“THE region is getting covered," says the founder of the Teesside Cannabis Club (TCC).

"It’s just a matter of time, from the Angel of the North to Middlesbrough police station.

“We’re not going to back down and we’re not just one voice, we’re hundreds, thousands of voices from all different walks of life – there is no stereotype.

“We want to take cannabis from the top and the bottom, from the dealers who make our streets a nightmare to the pharmaceutical companies working with the government to hold sick people to ransom.”

The campaigner is speaking exclusively to The Northern Echo in a bid to highlight an illegal plot to establish wild cannabis grows at public sites around the North-East.

The Teesside father-of-three founded the organisation following the death of his father from cancer.

His father’s painful struggle and his own battle to control a crippling stomach condition inspired his work to promote the benefits of medicinal cannabis and he is now committed to campaigning for the legalisation and regulation of the class B drug.

His own GP recommended he turn to cannabis after a serious stomach complaint left him taking seven types of prescription drugs a day.

A mild strain of the cannabis taken once a day – enough to ease symptoms but not enough to provide a “head high” – has now replaced a once spiralling reliance on the cocktail of prescription drugs.

He believes it would have also helped his father deal with the pain of terminal lung cancer.

“When you’re caring for a relative with cancer you see what drugs and chemo are doing to them.

“I researched everything I could to try and help him with the pain but after he died I had nothing left to put my knowledge into.

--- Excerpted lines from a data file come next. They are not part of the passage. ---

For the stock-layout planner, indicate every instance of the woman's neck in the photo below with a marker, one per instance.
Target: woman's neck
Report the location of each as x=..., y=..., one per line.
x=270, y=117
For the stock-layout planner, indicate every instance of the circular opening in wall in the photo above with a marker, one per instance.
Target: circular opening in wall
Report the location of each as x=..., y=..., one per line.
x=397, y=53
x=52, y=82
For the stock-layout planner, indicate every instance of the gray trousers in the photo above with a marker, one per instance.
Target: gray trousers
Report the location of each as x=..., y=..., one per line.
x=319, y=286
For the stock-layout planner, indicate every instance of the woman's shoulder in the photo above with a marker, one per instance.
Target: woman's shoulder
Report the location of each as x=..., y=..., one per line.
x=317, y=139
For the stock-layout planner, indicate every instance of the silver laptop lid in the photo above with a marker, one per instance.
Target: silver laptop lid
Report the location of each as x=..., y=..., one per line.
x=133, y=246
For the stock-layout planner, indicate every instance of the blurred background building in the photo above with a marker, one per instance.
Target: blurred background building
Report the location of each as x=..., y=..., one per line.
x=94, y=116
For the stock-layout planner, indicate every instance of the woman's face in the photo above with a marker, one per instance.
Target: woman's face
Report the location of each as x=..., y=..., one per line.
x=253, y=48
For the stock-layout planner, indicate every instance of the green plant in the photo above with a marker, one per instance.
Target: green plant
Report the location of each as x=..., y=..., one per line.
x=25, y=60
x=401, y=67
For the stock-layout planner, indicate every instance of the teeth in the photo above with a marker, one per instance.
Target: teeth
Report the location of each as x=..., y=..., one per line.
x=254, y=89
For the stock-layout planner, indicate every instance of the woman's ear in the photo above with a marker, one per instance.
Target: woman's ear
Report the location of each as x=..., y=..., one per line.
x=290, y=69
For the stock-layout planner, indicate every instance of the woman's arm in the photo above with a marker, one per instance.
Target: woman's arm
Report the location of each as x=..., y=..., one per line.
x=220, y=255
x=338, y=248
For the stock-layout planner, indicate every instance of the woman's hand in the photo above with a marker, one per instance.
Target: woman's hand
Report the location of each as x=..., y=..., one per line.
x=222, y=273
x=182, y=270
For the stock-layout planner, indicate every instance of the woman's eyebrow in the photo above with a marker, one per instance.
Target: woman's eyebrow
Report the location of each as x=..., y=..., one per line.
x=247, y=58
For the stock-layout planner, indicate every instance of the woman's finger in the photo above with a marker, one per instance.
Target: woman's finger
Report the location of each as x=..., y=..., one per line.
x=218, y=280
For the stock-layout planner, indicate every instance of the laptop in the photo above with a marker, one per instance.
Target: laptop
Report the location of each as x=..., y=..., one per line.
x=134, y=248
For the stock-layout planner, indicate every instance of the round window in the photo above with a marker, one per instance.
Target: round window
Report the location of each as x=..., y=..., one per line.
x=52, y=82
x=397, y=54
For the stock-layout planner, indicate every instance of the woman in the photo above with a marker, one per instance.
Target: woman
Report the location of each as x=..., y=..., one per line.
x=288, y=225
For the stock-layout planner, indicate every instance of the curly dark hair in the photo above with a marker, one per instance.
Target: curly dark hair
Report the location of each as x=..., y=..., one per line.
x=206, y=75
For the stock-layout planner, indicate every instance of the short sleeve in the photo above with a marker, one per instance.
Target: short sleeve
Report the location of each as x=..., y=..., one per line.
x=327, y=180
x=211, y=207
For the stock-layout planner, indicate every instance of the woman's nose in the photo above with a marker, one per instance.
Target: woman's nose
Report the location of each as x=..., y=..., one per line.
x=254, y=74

“My way of helping others in my dad’s memory is to make as many people as possible aware of the health benefits of cannabis.”

Together with a disabled man in his 40s and a professional woman of 50, he set up the Teesside Cannabis Club (TCC) which works in conjunction with the lobbying organisation UKCSC (UK Cannabis Social Clubs) to promote the benefits of the plant.

And he is encouraging hundreds of members to support the Feed the Birds movement by setting up wild cannabis grows.

“We don’t condone dealing or selling drugs," he says. "We want people to be able to grow their own without being criminalised and we want it regulated.

“I’ve got 36 convictions for possession of cannabis, I’ve had to deal with drug dealers and I shouldn’t have had to go down this route at all.

“We’re speaking out to say we’re here in the North-East and we’re not going away until the law changes – this is not London, it’s not Manchester but it’s a big place and we can make a difference from here.”